Multipart messages are encrypted as a single message.
A 2048-bit key shared by the client device and the server, created upon user registration directly on the client device by exchanging Diffie-Hellman keys, and never transmitted over a network. Each authorization key is user-specific. There is nothing that prevents a user from having several keys (that correspond to “permanent sessions” on different devices), and some of these may be locked forever in the event the device is lost. See also Creating an Authorization Key.
A 2048-bit RSA key used by the server digitally to sign its own messages while registration is underway and the authorization key is being generated. The application has a built-in public server key which can be used to verify a signature but cannot be used to sign messages. A private server key is stored on the server and changed very infrequently.

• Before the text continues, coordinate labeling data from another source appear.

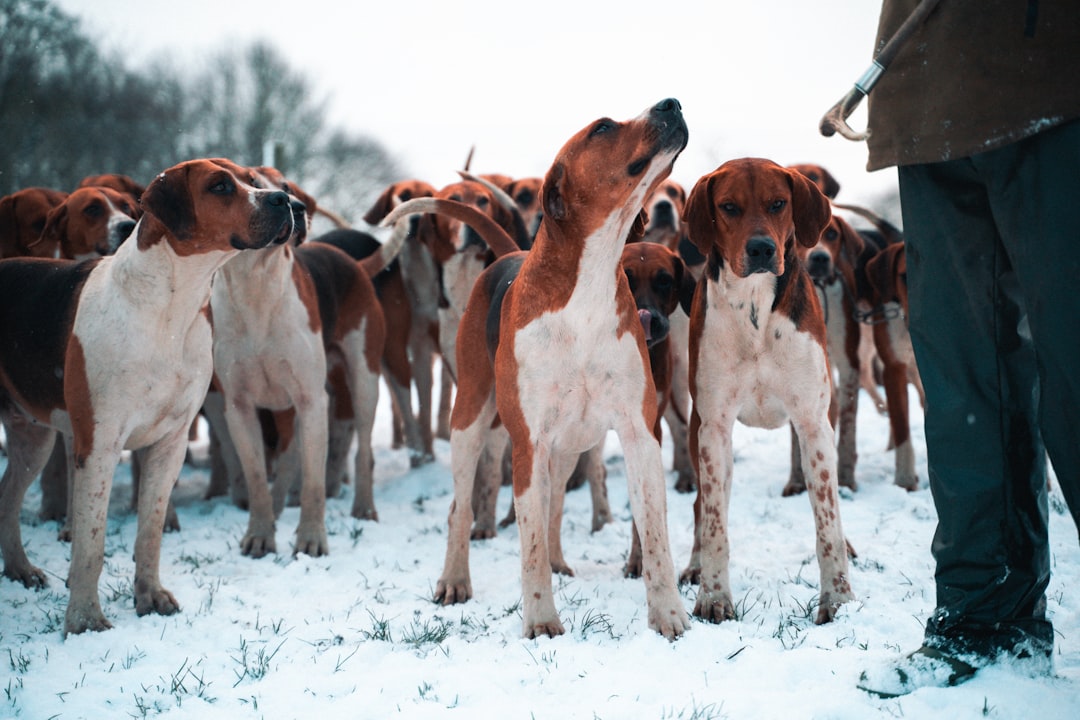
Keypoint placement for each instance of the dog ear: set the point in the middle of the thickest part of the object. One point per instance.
(55, 223)
(810, 208)
(637, 230)
(880, 275)
(169, 200)
(554, 202)
(701, 214)
(686, 285)
(381, 206)
(9, 229)
(851, 243)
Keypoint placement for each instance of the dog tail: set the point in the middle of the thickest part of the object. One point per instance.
(497, 239)
(521, 232)
(377, 261)
(338, 221)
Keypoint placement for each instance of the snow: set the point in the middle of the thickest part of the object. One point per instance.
(355, 634)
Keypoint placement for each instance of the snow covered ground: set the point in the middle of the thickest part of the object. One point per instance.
(355, 634)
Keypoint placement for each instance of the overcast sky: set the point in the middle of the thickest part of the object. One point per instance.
(431, 78)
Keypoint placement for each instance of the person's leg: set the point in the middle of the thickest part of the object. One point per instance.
(985, 454)
(986, 460)
(1033, 189)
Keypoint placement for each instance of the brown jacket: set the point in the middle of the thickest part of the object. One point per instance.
(977, 75)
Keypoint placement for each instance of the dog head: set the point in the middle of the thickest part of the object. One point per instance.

The 64 lower-order bits of the SHA1 hash of the authorization key are used to indicate which particular key was used to encrypt a message. Keys must be uniquely defined by the 64 lower-order bits of their SHA1, and in the event of a collision, an authorization key is regenerated. A zero key identifier means that encryption is not used which is permissible for a limited set of message types used during registration to generate an authorization key in a Diffie-Hellman exchange. For MTProto 2.0, SHA1 is still used here, because auth_key_id should identify the authorization key used independently of the protocol version.
A (random) 64-bit number generated by the client to distinguish between individual sessions (for example, between different instances of the application, created with the same authorization key). The session in conjunction with the key identifier corresponds to an application instance. The server can maintain session state. Under no circumstances can a message meant for one session be sent into a different session. The server may unilaterally forget any client sessions; clients should be able to handle this.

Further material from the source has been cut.